This repository contains classes required by Noctua/Minerva for representing entities that are object of 'enabled by' relations, and similar molecular relationships. This includes:
- genes
- protein (gene-level generic proteins and isoforms)
- functional RNAs
- complexes
These are represented as ontology classes, although NEO is not really an ontology in a conventional sense: there is no hierarchy, it is organized as a largely flat list. The purpose of distributing as an ontology is:
- Noctua is ontology-driven; curated create links between instances of classes
- RDF/OWL is the lingua-franca of the Noctua framework, and avoids the need for an ad-hoc format
- We can use reasoning to determine if relationships are valid
the GO Noctua instances loads the ontology go-lego.owl, which imports NEO
This GitHub repository only contains the tools required to build neo. The ontology is available from the following PURLS (Permanent URLs):
The build is handled by build-noctua-entity-ontology on Jenkins.

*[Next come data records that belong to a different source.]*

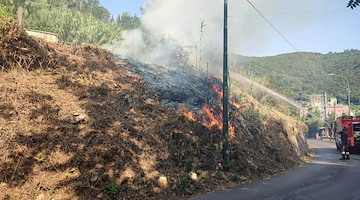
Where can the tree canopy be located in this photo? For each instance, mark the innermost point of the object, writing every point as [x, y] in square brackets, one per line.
[75, 21]
[298, 75]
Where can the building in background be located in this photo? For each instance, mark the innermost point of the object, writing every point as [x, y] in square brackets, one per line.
[327, 107]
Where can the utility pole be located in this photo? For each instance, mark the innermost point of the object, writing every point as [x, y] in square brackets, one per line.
[348, 89]
[226, 153]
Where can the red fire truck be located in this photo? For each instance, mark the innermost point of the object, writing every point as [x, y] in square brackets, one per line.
[353, 128]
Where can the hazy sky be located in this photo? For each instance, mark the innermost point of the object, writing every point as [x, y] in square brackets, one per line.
[313, 26]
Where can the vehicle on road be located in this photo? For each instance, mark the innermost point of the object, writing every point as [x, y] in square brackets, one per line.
[353, 127]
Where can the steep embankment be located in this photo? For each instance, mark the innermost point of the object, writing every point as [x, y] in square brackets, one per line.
[75, 124]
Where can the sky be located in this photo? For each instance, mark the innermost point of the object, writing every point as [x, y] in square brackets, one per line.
[313, 26]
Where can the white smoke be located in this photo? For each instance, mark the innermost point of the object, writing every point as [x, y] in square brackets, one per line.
[248, 31]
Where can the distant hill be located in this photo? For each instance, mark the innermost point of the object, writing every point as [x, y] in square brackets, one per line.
[298, 75]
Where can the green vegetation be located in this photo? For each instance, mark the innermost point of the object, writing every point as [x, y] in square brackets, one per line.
[298, 75]
[75, 21]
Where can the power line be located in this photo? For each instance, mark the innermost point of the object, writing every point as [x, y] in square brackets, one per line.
[273, 26]
[304, 13]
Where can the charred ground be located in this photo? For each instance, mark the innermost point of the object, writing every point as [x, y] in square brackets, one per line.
[76, 124]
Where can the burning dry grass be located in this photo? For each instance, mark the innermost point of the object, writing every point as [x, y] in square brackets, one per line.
[85, 129]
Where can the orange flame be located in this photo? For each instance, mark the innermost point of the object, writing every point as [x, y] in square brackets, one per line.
[236, 105]
[209, 119]
[188, 114]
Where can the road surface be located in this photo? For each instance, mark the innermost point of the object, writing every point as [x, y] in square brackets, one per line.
[325, 178]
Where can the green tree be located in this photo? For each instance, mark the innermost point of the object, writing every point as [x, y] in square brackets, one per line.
[127, 21]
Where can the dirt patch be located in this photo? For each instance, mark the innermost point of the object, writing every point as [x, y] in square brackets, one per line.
[82, 127]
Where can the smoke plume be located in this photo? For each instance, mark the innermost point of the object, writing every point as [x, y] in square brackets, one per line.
[198, 27]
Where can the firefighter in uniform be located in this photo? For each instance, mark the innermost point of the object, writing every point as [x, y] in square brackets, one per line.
[344, 144]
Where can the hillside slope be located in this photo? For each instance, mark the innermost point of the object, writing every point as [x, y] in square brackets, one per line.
[75, 124]
[298, 75]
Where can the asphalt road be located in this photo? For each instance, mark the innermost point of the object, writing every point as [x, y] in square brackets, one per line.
[325, 178]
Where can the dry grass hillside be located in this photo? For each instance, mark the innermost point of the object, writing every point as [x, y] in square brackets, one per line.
[74, 124]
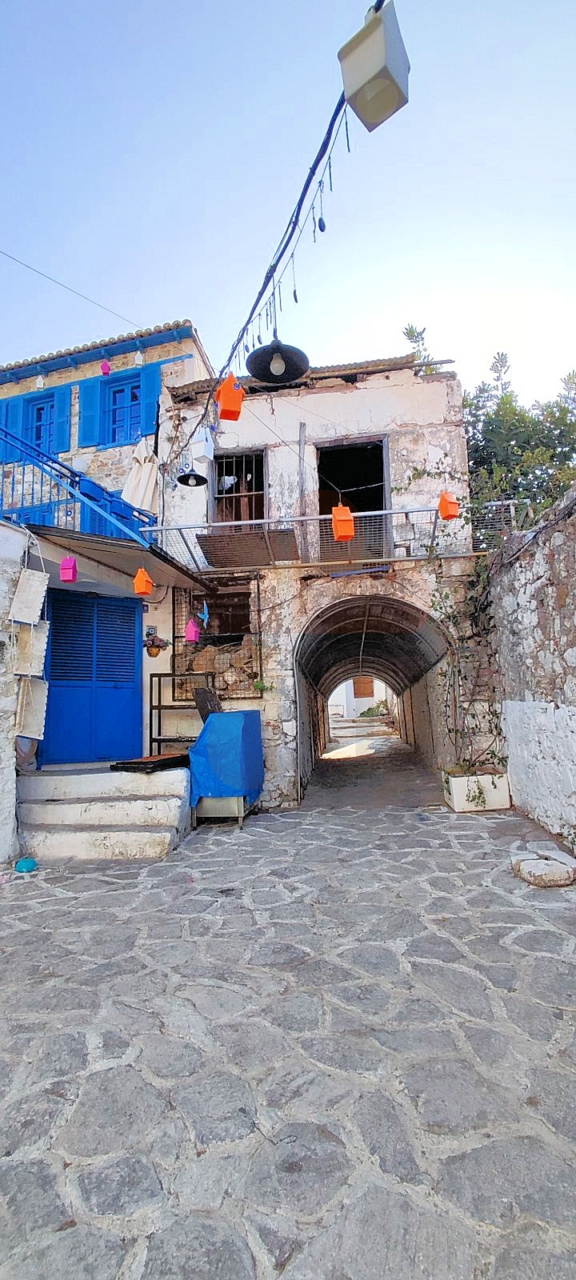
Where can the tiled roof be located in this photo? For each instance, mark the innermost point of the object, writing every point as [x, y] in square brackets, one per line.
[318, 374]
[95, 346]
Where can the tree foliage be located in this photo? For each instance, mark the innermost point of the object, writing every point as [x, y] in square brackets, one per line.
[513, 452]
[516, 452]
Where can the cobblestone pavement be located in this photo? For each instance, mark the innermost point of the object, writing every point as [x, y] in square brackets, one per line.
[336, 1046]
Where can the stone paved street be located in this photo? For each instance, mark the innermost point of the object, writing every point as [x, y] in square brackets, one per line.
[336, 1046]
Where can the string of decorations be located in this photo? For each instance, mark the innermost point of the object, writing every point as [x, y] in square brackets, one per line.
[293, 232]
[274, 304]
[375, 71]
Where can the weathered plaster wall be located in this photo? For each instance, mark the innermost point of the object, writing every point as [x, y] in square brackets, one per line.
[420, 416]
[12, 551]
[534, 608]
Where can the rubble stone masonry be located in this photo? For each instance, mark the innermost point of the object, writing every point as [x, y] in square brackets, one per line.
[534, 606]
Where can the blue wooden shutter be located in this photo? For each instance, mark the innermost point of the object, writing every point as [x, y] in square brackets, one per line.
[150, 396]
[72, 636]
[12, 419]
[62, 419]
[115, 644]
[90, 411]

This runs the Makefile in this repository, and deploys the resulting ontology on S3, where it is available in multiple regions via cloudfront.
The contents of NEO are largely driven by the contents of each GOC member's GPI file (if a GPI file is not provided, a GAF is used instead). This allows each MOD or Database to have control over what kinds of entities can and cannot be described in Noctua.
The procedure for building NEO is relatively straightforward. The process is entirely automated, and no curation is involved. See the Makefile for details, but the overall procedure is:
- GOC datasets metadata is downloaded
- for each database contributing, the metadata is searched first for a GPI; if not present a GAF is used
- A simple script is executed converting the GAF or GPI into an ontology for that database/species
- The results are concatenated together into neo.obo / neo.owl
For modeling choices, we aim to be consistent with other ontologies
such as PRO. For example, the parent column in a GPI is used to make
has_gene_template relationships between the protein and its gene.
For genes we populate the UniProt Xref as a synonym to enhance autocomplete, and similarly gene IDs for proteins. This is to make it easier to select the correct entity type (typically a protein) for GOC members who are gene-centric.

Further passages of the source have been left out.